It has been my observation (and thus is subjective as all hell) that people seek to shut down undesirable conversation about the actual nitty gritty state of US quality of living, rather than confront it, because confronting those issues is absurdly difficult, and people prefer the illusion of living a happy life over throwing a fit over something the feel they are unable to get changed.
This is in response to the "If you want to talk about disenfranchisement, go spend a month in Somalia and get back to me." type shutdowns, when people rightly point out that there are hugely disenfranchised segments of the US population-- or mention actually factual things, like 1:6 people having food poverty.

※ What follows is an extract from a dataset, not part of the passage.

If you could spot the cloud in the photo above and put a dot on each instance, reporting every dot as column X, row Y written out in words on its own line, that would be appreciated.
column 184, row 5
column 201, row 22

No, it's all about how we are the biggest, bestest place to live (even though Europe has us beat hands down in many ways, quality of living wise), and if you dare detract from that-- well, unless you can point out "Somalia like" conditions, then STFU.
this is just the "me too" version of " 'Merica, Love it or leave it!", and it smacks of being willfully obtuse and jaundiced toward real social problems, just so the status quo can continue.
Another thing people miss about "go live in Somalia" is that yes you can go into Africa and pull out an example of exaggerated suffering. But generally those people aren't suffering because they're poor starving African orphans, they're suffering because they're in one of the parts of Africa that's "off the grid" and hasn't adapted modern tech yet*. Being on the edge of starvation, disease or homelessness is the standard for subsistence farming. By that standard they're dong about as expected. Likewise, going into say Egypt and pointing out that even in urban areas there's huge wealth inequality and poverty is also somewhat unfair; if we took a time machine to say Age of Sail London it would be about the same story. Not identical but again, close enough. Early industrial.
In the US, we're at the bleeding edge of industrial societies. I couldn't tell you if we've reached the pinnacle of what the industrial era has to offer, but we're more advanced than anyone else. Our economy has shifted almost entirely from goods based to service based, we do a ton of the world's research and most of what we do produce is things like new pharmacueticals, software and spaceship/airplane parts. We also export things like Hollywood movies and videogames that don't require raw resources, and of course we're exporting tons and tons of food. Our education is inefficient and places a huge economic burden on the young, but even in spite of that our population is incredibly educated. By our standard, of a wealthy late industrial society that hasn't faced a war on our home soil in living memory, where the government has a monopoly on force, we are doing awful. Yeah, if America was a warzone or a pre-industrial nation we would be doing worse. But guess what? If you took a hellhole like Syria and gave them what we have (peace, security, education, infastructure, technology, and money), they would be doing better than us. Because
everyone who has what we have is doing better than us. Even authoritarian nations like China that make people vanish still manage a functioning healthcare and education system.
Part of the divide here is that some factions within American politics say things like "prosperity" and "freedom" and they mean "economic freedom." But that's not a good metric for judging a country's success. A lack of economic freedom cannot possibly be the problem in America. Cause people in failed states have
so much economic freedom. They can bribe cops, they can buy shit off the black market, they can move wherever they want and buy whatever they want because the national level government isn't going to notice. They can work for as low a wage as they want, they don't have unions, they don't pay import and export tariffs. There's no OSHA. Like if the minimum wage and capital gains tax are what's holding people back, shouldn't places like Somalia be prosperous AF?
*or a warzone. But again, that sounds like exaggerated suffering to people in the US because that's unthinkable to us. Being in an African or Middle Eastern warzone is shitty but only in the way that you would expect a warzone to be shitty. Of course it sucks. Holding a wartime civilian or refugee to our expected quality of living is unfair both to them and to us.